I had a quick count-up. I've got about 40 or 50 username/password combos in my private life (and still more for my work, which thankfully uses a secure password system. Phew.) So when I recently learned that 40% of us would rather scrub a toilet than change a password, whilst I concede that it may depend on the state of the toilet, I'd go along with that. It would be quicker and more satisfying to wipe the porcelains of an entire tower block than have to systematically hunt down and change them all.
And yet I think I may soon have to. In a frightening article, The Guardian tells us that the password system many secure sites would have us use (a string of characters and digits) ironically makes us more susceptible to hackers, rather than less. Because not many of us can remember truly random strings like %Thy77Ka1loB5f, we have instead a tendency to use Hopele55ly e@5y-2-gu3ss pseudo-words. Our security questions are laughable. What high school did I attend? Check out LinkedIn. My birthday? Facebook. There really isn't so much about us which can't be parsed together.
Because we have so many passwords to remember, and we are told not to record them anywhere, we end up using the same one for everything. Security is a matter of trade offs. The cryptographer Bruce Schneier, an advocate of writing down passwords, points out that most of us are pretty good at maintaining the security of small scraps of paper in the house. Hmm. I'm not entirely sure that a 'scrap' of paper would be big enough for my needs. And rather than being stored somewhere safely in my house, this foolscap-sized document would need to be carried on my person at all times as I smart-phone, iPad and laptop my way through life (being constantly annoyed at not being able to copy & paste any more). Of course, at some stage, I will inevitably lose them. Ooops. The laws on fraud require you to properly protect your passwords: it's a lot harder trying to claim back the balance of your bank account if you're deemed to have been "grossly negligent" in protecting your passwords - and I'm guessing that writing them all on a big sheet of paper and leaving it in the pub is about as 'grossly negligent' as it gets.
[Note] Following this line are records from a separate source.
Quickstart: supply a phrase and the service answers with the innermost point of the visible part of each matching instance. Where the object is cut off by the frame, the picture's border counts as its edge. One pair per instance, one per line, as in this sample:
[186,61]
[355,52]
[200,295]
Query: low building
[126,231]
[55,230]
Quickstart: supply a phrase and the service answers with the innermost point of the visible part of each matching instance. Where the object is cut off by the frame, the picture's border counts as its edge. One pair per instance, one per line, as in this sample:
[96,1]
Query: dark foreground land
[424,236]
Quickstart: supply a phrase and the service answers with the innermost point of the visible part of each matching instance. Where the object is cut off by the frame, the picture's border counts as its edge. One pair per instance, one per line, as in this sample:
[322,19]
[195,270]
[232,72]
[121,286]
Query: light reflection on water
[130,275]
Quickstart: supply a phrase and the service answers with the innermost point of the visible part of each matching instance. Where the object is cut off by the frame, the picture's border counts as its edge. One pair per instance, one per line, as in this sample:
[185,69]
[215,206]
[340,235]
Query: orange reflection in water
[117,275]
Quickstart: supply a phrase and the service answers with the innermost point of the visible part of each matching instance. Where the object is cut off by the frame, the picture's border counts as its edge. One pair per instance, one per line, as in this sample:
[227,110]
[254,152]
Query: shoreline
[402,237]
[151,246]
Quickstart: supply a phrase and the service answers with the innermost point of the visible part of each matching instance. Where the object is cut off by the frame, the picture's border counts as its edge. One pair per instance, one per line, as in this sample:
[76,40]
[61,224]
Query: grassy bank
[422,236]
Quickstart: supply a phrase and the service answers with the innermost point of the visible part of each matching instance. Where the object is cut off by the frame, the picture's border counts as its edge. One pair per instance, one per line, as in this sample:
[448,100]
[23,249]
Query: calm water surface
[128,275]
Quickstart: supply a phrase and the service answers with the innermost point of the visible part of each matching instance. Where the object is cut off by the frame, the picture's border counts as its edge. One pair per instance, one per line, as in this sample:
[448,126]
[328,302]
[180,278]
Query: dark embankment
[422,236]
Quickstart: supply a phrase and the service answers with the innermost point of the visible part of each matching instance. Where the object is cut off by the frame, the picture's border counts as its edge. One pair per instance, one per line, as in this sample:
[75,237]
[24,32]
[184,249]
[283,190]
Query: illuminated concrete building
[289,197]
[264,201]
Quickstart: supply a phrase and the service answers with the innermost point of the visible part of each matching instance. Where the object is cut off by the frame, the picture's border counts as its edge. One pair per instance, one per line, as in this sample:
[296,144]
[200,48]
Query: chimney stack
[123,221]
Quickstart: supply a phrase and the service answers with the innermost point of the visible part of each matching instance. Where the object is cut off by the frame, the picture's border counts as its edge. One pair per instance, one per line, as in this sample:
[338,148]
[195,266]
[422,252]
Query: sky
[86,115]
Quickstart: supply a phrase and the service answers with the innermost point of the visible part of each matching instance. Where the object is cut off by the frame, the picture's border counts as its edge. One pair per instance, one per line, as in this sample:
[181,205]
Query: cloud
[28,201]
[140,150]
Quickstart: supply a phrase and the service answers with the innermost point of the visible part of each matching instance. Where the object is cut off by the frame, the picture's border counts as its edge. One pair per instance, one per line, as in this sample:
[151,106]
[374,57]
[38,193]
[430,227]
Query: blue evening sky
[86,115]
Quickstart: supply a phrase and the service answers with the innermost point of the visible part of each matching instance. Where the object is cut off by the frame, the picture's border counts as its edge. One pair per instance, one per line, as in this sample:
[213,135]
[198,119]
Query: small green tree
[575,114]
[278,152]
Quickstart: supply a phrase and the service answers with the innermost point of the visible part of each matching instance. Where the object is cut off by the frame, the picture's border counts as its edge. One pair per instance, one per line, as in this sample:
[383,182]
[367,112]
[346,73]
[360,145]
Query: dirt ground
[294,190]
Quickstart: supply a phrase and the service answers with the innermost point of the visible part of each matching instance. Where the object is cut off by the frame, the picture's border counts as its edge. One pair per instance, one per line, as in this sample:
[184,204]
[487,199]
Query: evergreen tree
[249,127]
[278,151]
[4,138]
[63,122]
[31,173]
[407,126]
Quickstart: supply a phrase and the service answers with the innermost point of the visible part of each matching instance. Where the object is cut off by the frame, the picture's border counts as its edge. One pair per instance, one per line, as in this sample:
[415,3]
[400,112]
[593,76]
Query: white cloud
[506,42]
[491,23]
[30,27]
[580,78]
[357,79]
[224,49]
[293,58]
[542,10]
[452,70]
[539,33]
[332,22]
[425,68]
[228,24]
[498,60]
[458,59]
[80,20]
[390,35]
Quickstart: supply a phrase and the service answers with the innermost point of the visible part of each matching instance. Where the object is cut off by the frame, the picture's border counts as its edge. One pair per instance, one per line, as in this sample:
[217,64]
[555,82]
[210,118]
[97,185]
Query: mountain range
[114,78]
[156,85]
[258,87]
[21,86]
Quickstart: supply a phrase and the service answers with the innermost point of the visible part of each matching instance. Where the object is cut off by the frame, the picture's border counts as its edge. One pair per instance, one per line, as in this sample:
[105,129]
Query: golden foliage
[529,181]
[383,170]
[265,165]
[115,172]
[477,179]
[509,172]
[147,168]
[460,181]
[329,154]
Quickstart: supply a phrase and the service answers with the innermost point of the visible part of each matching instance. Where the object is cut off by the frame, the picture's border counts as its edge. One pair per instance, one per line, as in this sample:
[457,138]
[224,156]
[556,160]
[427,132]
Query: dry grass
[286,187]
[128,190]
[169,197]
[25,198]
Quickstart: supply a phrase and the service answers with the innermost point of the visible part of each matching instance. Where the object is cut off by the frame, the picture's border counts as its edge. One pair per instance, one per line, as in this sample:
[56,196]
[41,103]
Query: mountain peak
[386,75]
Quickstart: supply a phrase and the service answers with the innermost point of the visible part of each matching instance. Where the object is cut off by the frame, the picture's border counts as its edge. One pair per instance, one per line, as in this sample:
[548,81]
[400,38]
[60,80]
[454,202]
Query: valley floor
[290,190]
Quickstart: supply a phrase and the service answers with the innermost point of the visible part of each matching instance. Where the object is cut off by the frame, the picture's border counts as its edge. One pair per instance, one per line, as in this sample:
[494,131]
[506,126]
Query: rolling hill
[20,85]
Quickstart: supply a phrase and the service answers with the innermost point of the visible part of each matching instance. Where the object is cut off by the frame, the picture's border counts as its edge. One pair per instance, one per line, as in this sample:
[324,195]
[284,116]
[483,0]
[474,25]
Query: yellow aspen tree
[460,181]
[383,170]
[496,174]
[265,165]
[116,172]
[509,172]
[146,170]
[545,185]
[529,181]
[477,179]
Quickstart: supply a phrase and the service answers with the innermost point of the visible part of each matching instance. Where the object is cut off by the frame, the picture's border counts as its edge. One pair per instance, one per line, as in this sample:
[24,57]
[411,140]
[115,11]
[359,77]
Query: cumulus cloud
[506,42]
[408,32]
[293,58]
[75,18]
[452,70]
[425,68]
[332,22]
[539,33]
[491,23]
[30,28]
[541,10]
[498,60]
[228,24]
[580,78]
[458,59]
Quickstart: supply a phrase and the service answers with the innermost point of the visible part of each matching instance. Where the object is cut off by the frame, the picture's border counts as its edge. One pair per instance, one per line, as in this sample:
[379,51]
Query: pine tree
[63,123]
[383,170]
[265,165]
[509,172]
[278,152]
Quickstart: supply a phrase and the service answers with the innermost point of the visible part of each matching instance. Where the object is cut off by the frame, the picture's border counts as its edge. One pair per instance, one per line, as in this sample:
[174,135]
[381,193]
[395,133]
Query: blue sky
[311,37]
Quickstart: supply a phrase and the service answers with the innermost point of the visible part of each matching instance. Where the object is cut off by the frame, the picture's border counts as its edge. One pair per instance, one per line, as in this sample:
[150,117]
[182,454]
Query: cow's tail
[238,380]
Assuming that we are talking decryption and not keystroke reading, hackability is all about the length and complexity. Take a look at the infographic below, which shows the difference in time taken to hack a 6 character password with no symbol and a 10 character one with a symbol. (Answer: about 54 million centuries).
Which is why it makes an enormous amount of sense to use a password generator/keeper system such as Roboform Everywhere or LastPass: mobile access software which will generate and store devilishly long and complex passwords for you, and file them under one single password.
The downside? As there is NO retrieval system, this is one single password you will really, really need to remember, all by yourself. Put that scrap of paper away.